By: Martianne Stanger
What is 81 feet tall, is made of pure granite, and has stood for more than 120 years in a south shore community to remind its viewers of the values which the Pilgrims held dear?
The National Monument to the Forefathers.
Having grown up in Plymouth, I am no stranger to the monument. On numerous occasions I have found myself on the hill at the end of Allerton Street sharing its grandeur with out-of-town friends. Every one I have ever brought to the monument has been wowed by it, some even likening it to the Statue of Liberty. Many have also commented on how surprised they are that so few people know about the monument, for, until recently, it was rare to find another car in the lot when visiting the free historical site.
You can imagine my surprise, then, when about two weeks ago my family went to explore the Forefathers Monument only to find the entire drive that encircles it parked bumper to bumper with minivans and other vehicles. As my children ran to see “Faith,” the 36-foot figure that tops the monument, I asked one of the many visitors milling about if she was part of a group tour despite the lack of any bus in the lot. She said that she was and went on to explain that all of the folks who were with her were from churches in Rhode Island. They had recently seen Kirk Cameron’s documentary, “Monumental” and had decided to come view for themselves the “matrix of liberty” that the movie centers around.
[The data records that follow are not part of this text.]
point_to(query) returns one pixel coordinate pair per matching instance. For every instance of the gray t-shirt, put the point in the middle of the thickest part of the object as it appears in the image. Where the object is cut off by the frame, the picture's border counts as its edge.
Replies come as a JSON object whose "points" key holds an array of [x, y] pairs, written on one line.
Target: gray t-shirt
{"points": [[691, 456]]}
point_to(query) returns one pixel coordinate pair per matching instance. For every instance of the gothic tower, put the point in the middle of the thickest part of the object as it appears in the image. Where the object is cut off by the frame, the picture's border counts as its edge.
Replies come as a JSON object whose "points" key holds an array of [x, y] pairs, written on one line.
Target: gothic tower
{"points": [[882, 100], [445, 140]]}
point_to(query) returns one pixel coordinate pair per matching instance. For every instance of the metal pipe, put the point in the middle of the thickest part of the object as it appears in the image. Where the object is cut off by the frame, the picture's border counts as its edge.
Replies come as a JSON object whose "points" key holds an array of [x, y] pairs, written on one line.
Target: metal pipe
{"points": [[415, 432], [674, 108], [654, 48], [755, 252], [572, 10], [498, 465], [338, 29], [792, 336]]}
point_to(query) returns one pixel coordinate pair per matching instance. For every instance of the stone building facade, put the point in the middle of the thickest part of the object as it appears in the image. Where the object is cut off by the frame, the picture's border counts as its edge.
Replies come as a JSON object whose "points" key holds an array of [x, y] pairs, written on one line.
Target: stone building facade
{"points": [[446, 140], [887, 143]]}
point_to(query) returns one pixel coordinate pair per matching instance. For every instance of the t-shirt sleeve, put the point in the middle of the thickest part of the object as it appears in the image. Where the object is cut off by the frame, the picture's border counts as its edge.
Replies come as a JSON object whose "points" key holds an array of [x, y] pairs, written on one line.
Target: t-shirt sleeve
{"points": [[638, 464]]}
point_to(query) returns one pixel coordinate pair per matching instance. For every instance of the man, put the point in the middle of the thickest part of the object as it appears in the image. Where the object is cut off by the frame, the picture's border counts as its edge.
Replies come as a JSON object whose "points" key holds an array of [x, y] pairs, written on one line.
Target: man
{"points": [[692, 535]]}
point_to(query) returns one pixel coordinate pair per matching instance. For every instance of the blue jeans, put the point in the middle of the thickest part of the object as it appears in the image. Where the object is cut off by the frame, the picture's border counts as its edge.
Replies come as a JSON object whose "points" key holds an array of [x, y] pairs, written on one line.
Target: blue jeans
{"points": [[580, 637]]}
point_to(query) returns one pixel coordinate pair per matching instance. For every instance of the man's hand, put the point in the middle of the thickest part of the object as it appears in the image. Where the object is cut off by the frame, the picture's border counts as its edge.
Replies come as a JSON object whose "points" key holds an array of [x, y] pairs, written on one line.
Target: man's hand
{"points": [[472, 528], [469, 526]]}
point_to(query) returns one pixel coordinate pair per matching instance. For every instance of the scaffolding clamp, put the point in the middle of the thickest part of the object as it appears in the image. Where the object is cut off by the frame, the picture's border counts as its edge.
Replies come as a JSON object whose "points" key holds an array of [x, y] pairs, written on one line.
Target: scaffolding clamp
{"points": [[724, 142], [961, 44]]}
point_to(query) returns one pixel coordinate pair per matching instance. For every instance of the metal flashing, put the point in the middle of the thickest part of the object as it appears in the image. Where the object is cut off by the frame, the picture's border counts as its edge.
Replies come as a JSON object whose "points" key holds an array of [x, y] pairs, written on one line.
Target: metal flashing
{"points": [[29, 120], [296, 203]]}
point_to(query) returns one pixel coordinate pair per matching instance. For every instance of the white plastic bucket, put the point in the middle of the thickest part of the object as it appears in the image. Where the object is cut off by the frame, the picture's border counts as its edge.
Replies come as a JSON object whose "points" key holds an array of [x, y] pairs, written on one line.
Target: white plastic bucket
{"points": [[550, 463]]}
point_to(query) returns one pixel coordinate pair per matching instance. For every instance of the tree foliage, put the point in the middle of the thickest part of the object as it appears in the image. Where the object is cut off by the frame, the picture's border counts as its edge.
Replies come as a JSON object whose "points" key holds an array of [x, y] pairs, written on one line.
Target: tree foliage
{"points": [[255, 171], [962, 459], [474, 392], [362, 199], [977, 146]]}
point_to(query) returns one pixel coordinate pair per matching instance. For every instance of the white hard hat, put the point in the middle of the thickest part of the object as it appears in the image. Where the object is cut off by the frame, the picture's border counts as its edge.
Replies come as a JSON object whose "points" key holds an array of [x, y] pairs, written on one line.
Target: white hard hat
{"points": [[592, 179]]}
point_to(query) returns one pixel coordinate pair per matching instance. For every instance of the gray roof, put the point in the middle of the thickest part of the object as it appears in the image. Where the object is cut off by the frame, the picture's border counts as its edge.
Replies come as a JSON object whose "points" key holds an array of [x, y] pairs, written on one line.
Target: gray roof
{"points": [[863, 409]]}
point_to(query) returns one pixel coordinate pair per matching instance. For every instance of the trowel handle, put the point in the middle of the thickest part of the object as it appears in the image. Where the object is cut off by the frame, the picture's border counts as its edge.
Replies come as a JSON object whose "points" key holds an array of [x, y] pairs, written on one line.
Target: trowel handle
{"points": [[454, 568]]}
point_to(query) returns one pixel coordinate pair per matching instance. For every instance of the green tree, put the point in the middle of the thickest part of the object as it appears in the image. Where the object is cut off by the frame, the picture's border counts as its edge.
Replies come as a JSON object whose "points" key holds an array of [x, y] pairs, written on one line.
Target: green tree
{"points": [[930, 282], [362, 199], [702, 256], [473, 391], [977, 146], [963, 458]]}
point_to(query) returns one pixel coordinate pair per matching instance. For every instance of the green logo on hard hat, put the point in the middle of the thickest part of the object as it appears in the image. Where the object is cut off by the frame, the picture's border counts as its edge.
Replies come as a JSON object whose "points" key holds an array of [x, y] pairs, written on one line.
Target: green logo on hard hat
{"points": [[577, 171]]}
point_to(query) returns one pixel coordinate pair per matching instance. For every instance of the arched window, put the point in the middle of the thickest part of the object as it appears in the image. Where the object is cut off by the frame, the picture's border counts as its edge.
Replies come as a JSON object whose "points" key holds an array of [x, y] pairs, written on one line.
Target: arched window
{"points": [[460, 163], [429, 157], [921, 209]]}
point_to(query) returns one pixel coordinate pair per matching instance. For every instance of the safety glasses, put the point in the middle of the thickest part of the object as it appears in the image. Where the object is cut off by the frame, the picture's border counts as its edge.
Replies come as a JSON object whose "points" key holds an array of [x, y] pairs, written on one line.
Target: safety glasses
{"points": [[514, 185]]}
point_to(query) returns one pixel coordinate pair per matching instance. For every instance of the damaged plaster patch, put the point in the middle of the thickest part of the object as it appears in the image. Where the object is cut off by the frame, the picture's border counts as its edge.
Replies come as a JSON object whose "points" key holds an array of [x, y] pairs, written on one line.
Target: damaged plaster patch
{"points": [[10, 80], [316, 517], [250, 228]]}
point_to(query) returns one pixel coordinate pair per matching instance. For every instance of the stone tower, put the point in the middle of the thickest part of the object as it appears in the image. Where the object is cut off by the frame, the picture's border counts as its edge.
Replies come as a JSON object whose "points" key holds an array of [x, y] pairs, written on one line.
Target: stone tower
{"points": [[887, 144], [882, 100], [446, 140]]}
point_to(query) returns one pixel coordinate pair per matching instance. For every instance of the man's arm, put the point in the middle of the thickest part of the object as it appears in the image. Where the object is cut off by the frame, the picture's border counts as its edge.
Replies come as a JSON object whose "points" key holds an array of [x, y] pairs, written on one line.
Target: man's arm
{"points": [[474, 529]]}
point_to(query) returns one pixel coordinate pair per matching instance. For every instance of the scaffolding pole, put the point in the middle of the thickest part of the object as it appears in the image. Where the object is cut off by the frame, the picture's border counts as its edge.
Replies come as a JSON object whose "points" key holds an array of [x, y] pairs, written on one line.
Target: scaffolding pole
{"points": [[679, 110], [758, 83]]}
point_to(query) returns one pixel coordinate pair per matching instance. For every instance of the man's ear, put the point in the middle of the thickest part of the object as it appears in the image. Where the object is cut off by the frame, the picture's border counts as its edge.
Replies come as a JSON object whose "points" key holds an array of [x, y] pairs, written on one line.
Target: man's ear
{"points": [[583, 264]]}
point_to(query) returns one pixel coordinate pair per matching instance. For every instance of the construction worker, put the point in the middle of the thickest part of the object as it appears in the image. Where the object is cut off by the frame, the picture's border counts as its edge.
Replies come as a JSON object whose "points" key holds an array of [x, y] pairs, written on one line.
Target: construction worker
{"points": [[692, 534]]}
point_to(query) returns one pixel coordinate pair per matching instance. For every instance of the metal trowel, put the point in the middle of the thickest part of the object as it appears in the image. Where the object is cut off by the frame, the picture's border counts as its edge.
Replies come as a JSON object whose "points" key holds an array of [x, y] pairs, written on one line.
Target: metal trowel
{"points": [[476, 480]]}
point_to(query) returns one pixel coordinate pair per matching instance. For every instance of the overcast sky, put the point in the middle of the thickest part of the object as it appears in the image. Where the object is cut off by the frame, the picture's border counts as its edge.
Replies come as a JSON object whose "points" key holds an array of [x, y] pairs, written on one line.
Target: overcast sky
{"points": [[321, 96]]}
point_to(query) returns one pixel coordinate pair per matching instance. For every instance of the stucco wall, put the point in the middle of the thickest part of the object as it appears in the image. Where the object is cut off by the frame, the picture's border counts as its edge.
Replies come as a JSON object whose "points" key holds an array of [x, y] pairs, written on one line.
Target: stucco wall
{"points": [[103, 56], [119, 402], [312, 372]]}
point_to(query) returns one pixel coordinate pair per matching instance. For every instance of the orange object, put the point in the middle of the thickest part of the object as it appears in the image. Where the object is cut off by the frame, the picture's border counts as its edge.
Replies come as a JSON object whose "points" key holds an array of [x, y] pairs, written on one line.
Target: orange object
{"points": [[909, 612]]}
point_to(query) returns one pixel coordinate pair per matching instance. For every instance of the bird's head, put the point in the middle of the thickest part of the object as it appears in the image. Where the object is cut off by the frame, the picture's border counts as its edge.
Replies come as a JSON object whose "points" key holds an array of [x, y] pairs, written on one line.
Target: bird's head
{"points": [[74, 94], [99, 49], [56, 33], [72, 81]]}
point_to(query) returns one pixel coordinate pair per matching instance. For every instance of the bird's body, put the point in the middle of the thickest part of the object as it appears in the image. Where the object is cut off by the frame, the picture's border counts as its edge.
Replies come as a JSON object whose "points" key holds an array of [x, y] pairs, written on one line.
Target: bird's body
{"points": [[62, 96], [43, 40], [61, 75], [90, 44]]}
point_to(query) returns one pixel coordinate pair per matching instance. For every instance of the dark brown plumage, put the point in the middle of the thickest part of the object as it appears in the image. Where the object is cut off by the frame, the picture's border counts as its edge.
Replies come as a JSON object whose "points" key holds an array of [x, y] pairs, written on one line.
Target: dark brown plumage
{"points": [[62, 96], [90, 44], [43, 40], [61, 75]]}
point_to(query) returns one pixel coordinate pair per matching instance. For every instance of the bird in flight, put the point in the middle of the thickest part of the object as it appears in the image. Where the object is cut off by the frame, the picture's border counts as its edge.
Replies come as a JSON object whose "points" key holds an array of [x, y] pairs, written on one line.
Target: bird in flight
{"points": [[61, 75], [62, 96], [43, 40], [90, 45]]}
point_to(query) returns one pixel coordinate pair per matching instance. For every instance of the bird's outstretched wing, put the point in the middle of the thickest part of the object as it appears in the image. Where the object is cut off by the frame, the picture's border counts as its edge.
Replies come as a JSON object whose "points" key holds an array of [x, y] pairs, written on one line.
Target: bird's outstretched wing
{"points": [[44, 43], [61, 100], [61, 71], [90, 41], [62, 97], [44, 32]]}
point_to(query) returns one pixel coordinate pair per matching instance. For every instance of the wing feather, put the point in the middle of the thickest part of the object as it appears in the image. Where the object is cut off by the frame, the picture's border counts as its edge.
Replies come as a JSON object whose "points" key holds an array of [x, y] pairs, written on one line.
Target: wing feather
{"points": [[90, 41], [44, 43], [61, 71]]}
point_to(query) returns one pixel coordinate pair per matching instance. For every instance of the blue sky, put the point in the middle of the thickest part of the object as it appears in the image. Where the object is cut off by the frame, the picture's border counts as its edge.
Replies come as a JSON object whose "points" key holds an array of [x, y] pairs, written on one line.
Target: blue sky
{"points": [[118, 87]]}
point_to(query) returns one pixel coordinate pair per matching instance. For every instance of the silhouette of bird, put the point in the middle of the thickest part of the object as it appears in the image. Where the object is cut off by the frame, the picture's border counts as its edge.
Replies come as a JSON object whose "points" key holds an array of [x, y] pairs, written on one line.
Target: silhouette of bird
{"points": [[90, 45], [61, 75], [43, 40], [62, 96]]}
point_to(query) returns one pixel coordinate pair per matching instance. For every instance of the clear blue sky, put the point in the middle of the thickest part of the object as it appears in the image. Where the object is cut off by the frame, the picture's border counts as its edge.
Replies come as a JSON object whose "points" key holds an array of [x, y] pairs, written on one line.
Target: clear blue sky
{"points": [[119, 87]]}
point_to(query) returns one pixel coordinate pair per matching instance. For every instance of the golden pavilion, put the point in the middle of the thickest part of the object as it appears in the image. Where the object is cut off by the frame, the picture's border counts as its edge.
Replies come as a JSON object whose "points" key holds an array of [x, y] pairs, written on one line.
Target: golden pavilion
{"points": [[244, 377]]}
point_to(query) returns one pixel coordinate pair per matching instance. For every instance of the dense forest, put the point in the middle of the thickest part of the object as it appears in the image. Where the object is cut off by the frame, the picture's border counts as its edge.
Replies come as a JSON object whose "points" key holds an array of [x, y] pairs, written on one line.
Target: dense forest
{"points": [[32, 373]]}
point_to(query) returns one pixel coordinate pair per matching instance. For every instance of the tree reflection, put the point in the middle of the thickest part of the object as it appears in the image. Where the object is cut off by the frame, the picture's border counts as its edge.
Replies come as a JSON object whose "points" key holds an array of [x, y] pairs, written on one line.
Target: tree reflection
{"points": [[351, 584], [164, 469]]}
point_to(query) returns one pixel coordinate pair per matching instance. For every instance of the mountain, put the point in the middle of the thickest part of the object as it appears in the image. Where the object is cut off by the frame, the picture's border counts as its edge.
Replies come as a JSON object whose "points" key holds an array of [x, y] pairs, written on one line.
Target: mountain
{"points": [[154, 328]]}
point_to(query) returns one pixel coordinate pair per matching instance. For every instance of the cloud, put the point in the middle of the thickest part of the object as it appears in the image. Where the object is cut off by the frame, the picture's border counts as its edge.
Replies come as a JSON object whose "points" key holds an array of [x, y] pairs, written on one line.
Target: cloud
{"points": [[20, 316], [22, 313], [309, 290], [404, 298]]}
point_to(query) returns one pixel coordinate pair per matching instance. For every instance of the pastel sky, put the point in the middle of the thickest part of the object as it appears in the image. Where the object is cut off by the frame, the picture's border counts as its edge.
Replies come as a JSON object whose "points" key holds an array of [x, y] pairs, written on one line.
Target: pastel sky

As the Rhode Island group left, another smaller group of tourists arrived. They had booked a professional tour guide who was gracious enough to share his knowledge with our family, too. So, together, we walked around the monument, learning stories behind its representations of Faith, Liberty, Morality, Wisdom and Education.
After the focused history lesson, my children spied some kid-sized trees which they wanted to climb. While the kids scaled the branches of these trees, two teens guided by a twenty-something year-old came to view the monument.
While we were hanging out in the trees, we spied a load of elderly tourists who peered out bus windows as a tour guide spoke into a microphone while the bus they were all on encircled the monument.
Within a span of less than two hours, my family and I witnessed more people visiting the Forefathers Monument than I have in all my prior visits to the monument combined. It would appear that the opening of “Monumental” last spring has brought new popularity to this hitherto sleepy sight.
Should you be in Plymouth anytime soon, I’d recommend stopping by Allerton Street to see the Forefathers Monument for yourself. Whether for religious, historical, or artistic reasons, you would likely find the monument of interest. And, if you have kids, even better! Like my children, they will likely be impressed by the monument’s grandeur and will gently learn a bit about our country’s history. They may also be equally delighted with the open space and trees at the site.
I would have thought my children would have been completely tuckered out by the time we had walked around the Forefathers Monument several times and they climbed nearby trees and began building huts with fallen branches after the recent storms. Instead, as we drove away from the Forefathers Monument, my children were full of observations and questions: “I learned how all those things equal freedom,” one child said. Another asked if we could go see “the cool knight again” (the Romanesque soldier named “Liberty” who stares out from one side of the monument).
I am sure we will. Maybe we’ll see you there. The Forefathers Monument is a great place to visit as we observe Thanksgiving time.